New triphosphamacrocycle complexes of molybdenum(II) and tungsten(II) have been prepared by oxidative addition of halogens to molybdenum and tungsten tricarbonyl complexes of 1,5,9-triphosphacyclododecane and tritertiary phosphine analogues. The behaviour of these macrocycle complexes is similar to that of previously reported examples with monodentate tertiary phosphines and the metal(0) precursors give rise initially to seven-co-ordinate salts containing a [M(CO)₃X(L)]⁺ cation (L = tridentate triphosphamacrocycle) with a halide anion which may be exchanged for other counter ions.

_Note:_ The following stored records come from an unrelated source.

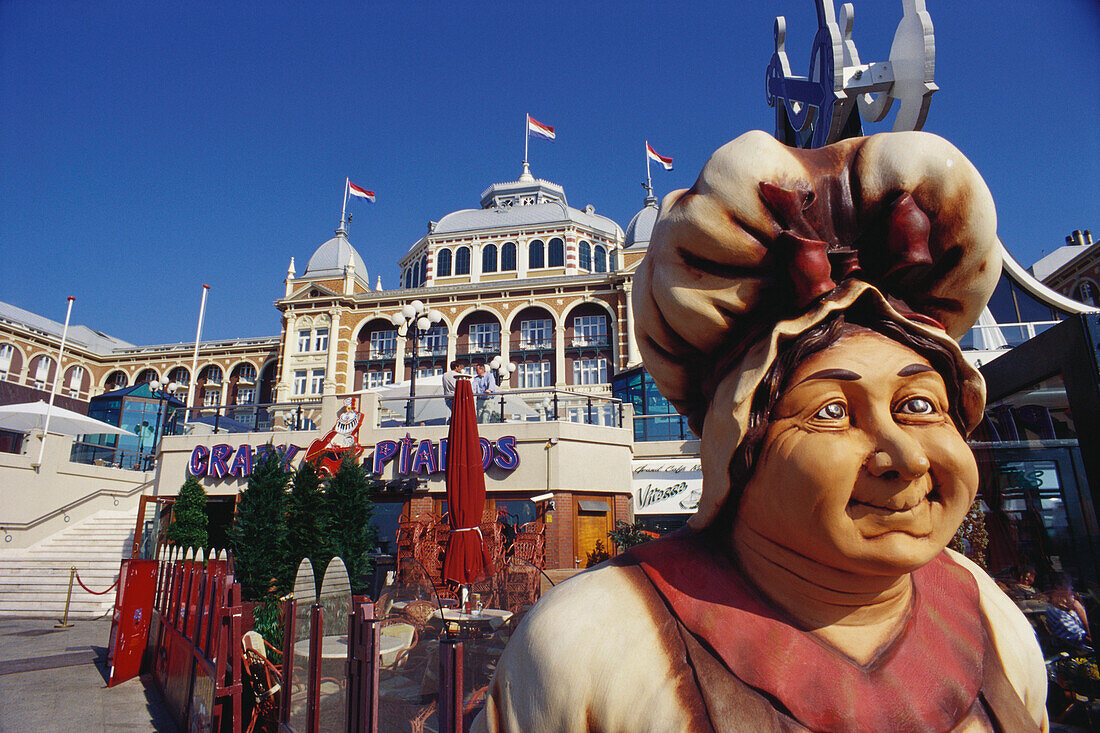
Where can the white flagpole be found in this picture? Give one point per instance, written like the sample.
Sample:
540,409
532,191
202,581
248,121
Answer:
195,356
343,211
53,387
649,179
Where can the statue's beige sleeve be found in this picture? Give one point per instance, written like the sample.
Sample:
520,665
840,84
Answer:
1015,642
590,657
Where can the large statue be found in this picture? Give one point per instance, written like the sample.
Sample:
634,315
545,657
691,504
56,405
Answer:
801,308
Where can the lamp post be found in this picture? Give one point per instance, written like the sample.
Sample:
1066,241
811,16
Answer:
413,321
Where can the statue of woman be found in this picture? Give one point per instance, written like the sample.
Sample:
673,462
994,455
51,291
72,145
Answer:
801,308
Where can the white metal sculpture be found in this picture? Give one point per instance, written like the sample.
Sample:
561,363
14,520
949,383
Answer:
817,109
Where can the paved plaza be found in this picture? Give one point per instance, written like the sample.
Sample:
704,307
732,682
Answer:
55,679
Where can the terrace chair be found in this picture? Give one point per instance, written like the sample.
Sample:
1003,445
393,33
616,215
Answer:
264,678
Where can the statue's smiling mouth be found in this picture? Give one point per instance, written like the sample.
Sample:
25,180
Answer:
895,504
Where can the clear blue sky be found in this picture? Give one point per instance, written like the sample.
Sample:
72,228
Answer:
146,148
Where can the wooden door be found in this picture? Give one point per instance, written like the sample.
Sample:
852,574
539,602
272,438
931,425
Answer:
591,524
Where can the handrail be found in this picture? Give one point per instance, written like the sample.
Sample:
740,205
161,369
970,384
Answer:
72,505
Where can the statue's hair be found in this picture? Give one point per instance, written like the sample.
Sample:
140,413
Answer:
794,352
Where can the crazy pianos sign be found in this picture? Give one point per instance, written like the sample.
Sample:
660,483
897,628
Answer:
407,456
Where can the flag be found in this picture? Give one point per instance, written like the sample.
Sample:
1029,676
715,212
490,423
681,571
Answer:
362,193
657,157
539,130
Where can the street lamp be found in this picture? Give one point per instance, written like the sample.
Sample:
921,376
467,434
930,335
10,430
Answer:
414,320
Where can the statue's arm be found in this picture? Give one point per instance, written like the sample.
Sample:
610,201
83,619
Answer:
1014,641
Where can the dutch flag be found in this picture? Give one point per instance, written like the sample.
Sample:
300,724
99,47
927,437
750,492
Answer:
539,130
657,157
362,193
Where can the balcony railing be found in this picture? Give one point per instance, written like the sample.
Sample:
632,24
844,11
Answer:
1002,336
507,406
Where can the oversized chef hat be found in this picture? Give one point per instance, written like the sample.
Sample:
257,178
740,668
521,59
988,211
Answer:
771,240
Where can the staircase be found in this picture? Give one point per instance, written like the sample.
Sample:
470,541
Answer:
34,581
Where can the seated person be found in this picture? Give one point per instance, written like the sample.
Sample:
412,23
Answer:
1066,617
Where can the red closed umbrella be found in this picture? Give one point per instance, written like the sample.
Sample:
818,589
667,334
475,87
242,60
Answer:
466,560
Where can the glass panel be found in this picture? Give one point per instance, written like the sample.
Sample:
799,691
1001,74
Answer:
336,603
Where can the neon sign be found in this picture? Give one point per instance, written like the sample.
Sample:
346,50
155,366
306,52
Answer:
409,457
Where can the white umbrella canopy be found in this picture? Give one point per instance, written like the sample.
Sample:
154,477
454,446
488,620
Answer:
32,416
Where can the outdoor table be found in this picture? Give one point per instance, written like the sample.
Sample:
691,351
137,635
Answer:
336,647
487,619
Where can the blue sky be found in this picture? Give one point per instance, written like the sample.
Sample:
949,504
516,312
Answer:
147,148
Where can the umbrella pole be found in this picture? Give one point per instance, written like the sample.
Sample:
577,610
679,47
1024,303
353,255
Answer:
53,387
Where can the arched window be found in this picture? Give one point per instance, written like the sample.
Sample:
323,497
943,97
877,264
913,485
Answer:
600,259
462,261
508,256
180,376
585,256
117,381
557,253
488,258
443,263
536,258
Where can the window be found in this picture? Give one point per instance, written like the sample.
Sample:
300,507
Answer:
484,338
590,330
462,261
7,351
75,380
317,381
534,374
433,341
373,380
590,371
488,258
211,374
383,345
557,253
584,253
508,256
443,263
536,255
600,256
42,373
536,334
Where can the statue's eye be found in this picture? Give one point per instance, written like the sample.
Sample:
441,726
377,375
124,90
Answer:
834,411
916,406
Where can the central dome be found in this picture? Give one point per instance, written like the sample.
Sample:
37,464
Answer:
331,258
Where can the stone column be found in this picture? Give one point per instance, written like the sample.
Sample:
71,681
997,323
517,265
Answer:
633,356
559,356
331,381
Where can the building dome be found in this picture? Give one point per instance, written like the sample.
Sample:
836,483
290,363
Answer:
641,227
331,258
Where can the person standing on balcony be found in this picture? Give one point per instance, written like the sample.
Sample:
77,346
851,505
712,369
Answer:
483,384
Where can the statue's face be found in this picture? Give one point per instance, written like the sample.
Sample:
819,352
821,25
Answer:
861,468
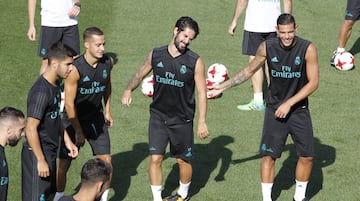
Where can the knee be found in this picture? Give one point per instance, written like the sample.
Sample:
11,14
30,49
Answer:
305,160
156,159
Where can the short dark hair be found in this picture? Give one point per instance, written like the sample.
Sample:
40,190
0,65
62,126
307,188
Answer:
285,19
187,22
11,113
90,31
59,51
95,170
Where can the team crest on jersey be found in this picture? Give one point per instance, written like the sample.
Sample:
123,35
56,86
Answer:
105,74
183,69
297,61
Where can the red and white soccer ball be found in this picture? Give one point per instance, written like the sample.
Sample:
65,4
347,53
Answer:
217,73
147,86
344,61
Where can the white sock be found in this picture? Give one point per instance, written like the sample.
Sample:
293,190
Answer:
156,190
183,189
300,190
58,195
105,195
258,97
340,49
266,191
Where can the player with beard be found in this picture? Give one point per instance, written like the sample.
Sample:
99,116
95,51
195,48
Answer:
294,75
12,126
177,72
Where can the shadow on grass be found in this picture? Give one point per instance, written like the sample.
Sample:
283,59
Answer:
205,160
125,166
285,178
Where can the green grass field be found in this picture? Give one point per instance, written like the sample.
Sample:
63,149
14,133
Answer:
226,165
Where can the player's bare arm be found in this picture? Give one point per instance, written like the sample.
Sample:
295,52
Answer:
202,99
312,73
73,149
32,137
70,86
136,80
107,99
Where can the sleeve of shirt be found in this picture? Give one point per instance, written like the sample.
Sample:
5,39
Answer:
37,103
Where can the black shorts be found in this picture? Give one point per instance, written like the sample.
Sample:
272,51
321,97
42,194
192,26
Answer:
67,35
252,40
35,188
275,132
352,10
97,134
180,136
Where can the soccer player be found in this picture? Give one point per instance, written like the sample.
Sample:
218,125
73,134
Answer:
177,72
12,128
86,87
294,75
259,25
59,23
44,127
352,14
95,174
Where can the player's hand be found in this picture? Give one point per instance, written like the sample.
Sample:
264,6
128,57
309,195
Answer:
202,130
214,91
32,33
43,169
126,98
79,139
232,28
283,110
109,120
73,150
74,11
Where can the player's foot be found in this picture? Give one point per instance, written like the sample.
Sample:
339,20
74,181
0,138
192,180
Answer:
258,106
332,59
176,197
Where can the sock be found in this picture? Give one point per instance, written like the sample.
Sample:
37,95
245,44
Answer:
104,195
183,189
266,191
58,195
258,97
300,190
156,190
340,49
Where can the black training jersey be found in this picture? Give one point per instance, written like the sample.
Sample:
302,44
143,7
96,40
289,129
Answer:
287,71
43,104
4,175
91,86
174,83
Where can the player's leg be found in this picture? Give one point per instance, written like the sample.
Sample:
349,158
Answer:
158,140
251,42
181,146
302,134
64,163
272,144
107,158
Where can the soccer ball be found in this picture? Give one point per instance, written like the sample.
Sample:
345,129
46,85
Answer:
210,83
217,73
147,86
344,61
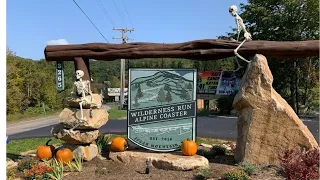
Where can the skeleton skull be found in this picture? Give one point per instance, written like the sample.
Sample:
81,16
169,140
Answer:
79,74
233,10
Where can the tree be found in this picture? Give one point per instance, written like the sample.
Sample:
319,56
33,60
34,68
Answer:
139,92
290,20
168,97
161,96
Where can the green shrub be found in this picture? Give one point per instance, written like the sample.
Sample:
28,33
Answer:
102,142
218,150
26,164
314,105
203,173
248,168
236,174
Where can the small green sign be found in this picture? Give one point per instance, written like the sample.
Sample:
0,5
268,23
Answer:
59,76
161,107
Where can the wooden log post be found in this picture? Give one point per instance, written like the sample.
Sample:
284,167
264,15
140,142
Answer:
82,64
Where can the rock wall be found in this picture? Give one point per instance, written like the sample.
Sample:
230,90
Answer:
80,134
267,125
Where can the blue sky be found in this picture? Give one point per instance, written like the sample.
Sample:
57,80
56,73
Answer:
32,24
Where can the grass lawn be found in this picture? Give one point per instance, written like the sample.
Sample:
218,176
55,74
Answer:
25,117
115,113
15,147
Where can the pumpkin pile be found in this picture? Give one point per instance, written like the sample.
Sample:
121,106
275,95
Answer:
119,144
46,152
189,147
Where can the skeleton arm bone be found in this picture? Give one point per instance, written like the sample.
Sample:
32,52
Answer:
241,26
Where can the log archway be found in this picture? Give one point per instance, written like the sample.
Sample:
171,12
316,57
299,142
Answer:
208,49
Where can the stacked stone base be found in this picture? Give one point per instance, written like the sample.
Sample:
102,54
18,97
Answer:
80,133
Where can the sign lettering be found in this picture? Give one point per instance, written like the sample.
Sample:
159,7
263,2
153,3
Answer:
161,108
59,76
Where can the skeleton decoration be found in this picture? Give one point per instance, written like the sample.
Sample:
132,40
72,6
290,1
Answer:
83,89
233,11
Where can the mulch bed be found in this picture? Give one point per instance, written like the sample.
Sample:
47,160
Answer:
102,168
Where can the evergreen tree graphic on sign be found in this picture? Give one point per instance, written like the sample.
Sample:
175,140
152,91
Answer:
161,96
167,88
139,92
189,86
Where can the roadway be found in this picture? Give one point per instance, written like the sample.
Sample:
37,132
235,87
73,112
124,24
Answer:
223,127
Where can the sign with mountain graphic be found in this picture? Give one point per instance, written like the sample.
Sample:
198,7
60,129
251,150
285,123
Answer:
161,107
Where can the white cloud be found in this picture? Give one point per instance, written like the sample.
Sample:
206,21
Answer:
58,42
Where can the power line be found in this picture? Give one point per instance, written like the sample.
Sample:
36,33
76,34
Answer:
90,21
127,12
119,12
105,12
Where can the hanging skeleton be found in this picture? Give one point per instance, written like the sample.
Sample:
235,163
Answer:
241,27
83,89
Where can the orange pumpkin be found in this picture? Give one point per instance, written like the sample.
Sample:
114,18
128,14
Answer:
189,147
119,144
64,155
45,151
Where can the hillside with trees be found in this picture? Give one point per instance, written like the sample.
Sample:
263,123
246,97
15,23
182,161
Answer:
31,84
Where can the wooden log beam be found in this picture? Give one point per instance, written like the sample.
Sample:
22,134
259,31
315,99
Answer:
208,49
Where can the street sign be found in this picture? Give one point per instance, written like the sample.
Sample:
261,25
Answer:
161,108
59,76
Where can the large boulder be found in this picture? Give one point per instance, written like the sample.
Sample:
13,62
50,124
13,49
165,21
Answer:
74,136
70,117
73,101
267,125
168,161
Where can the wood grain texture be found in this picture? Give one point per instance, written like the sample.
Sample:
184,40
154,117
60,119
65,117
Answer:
207,49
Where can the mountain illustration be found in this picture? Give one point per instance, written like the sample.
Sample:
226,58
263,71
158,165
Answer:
163,87
160,76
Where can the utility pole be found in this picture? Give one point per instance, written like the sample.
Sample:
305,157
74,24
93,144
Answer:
124,39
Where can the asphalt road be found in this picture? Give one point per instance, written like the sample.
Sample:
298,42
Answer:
213,126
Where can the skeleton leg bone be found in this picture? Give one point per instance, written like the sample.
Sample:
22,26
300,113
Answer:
239,66
81,109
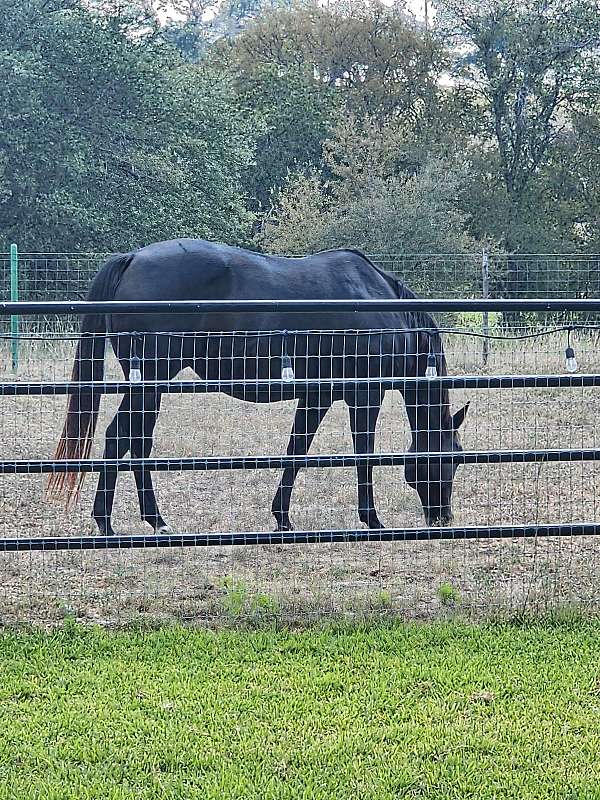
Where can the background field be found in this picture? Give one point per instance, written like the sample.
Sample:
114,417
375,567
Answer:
372,713
415,579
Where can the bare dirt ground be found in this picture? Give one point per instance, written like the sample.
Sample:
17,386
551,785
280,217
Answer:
486,576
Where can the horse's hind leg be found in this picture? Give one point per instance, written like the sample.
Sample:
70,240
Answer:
364,410
117,444
145,406
309,415
131,430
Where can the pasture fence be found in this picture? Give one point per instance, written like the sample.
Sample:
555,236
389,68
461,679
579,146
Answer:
553,447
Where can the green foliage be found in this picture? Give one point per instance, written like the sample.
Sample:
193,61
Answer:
109,140
530,66
374,200
373,712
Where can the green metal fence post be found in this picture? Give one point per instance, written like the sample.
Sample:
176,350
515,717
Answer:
14,296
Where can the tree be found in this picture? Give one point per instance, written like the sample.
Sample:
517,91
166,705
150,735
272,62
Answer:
371,201
373,54
299,66
109,140
530,64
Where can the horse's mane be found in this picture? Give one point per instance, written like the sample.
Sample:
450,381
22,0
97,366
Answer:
428,332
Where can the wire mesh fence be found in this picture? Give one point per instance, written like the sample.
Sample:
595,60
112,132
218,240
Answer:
528,467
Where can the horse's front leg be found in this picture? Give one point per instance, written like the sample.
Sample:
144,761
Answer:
309,415
364,411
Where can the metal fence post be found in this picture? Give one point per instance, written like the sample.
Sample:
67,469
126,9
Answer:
14,296
485,285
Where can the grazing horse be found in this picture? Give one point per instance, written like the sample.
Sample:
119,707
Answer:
321,347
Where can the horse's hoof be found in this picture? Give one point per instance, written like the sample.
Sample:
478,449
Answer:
163,529
105,528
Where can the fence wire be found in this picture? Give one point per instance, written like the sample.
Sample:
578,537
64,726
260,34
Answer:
482,575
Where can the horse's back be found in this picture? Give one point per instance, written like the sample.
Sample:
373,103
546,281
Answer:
200,270
190,269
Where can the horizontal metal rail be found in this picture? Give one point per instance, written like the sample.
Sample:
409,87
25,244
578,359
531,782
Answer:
291,306
570,381
213,463
296,537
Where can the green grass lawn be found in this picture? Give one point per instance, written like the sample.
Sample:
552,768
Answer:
386,711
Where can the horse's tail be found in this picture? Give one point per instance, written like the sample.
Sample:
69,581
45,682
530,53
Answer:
82,410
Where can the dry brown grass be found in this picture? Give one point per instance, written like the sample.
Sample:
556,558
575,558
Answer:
490,576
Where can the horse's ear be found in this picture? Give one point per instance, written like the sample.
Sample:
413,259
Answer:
459,417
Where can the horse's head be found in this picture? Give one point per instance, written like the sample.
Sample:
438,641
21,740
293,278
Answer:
433,480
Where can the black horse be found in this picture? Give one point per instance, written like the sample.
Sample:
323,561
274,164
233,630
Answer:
322,346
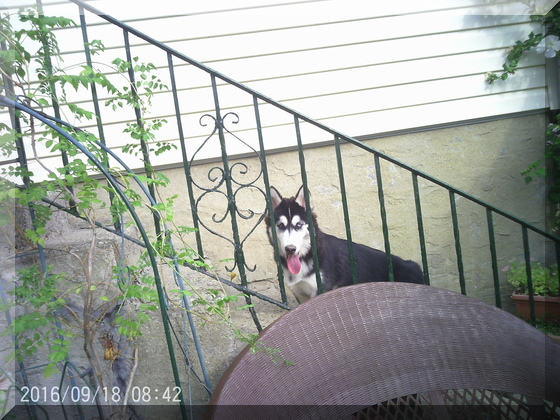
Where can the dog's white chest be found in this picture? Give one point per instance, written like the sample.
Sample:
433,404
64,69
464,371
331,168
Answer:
304,287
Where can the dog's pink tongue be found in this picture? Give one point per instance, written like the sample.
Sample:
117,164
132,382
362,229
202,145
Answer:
294,264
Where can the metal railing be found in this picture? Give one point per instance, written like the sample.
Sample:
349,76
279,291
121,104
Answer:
225,183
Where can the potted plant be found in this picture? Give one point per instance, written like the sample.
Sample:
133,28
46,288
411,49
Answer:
546,290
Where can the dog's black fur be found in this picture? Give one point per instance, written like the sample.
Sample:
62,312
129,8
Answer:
333,254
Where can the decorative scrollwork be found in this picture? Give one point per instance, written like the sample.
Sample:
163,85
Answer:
226,183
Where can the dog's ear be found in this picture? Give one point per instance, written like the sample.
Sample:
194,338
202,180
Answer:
300,197
275,197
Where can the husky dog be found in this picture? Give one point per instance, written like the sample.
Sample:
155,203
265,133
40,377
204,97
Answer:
294,244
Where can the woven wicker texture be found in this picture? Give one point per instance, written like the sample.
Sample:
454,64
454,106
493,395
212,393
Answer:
370,344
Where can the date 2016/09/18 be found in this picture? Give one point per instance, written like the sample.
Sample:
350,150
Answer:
85,394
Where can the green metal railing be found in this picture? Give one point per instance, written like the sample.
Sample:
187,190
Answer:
227,185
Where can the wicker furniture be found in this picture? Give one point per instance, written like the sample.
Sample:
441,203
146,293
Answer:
394,350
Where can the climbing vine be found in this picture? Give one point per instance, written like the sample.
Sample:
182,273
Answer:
106,310
548,43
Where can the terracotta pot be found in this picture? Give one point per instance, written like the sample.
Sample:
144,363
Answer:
546,308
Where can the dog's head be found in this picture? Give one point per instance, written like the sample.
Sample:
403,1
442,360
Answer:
291,225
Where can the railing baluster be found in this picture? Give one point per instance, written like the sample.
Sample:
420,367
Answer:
345,210
270,210
232,206
308,207
457,236
383,211
494,259
529,274
186,166
420,223
140,121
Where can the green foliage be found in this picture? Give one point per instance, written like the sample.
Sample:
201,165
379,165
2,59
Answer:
551,25
545,280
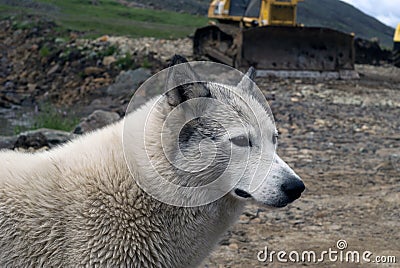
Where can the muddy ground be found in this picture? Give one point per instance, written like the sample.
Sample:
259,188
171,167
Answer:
343,139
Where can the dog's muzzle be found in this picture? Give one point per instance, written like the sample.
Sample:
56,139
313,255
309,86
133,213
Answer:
293,188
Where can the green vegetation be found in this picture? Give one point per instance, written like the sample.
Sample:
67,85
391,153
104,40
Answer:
52,118
111,17
341,16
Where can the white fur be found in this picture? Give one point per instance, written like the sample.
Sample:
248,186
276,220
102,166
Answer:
79,205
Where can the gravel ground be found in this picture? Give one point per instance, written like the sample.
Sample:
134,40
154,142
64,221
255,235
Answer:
343,139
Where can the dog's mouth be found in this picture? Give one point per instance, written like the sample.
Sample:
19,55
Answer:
242,194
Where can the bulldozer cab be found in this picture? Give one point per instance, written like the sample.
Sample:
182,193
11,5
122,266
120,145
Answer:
251,13
269,38
245,8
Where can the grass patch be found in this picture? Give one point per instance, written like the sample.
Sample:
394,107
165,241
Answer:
51,118
110,17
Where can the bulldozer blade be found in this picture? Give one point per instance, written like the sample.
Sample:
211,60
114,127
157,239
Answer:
296,48
279,48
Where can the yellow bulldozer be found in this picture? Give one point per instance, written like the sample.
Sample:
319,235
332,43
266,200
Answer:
396,47
266,35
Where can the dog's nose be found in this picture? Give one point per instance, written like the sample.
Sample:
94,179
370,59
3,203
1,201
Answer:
293,188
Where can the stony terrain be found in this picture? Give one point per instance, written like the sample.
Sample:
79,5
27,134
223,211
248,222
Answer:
341,137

The seven-co-ordinate complexes are all fluxional in solution and give rise to temperature-variant NMR spectra. At the low-temperature limit an AB₂ pattern was observed in the ³¹P NMR spectra of all the new complexes. The salts all convert slowly into the neutral seven-co-ordinate dicarbonyldihalogeno complexes [M(CO)₂X₂(L)] in solution. These are the first examples of metal complexes of the 1,5,9-triphosphacyclododecane family other than the metal(0) tricarbonyltemplate complexes upon which the macrocyclic ligands were originally made.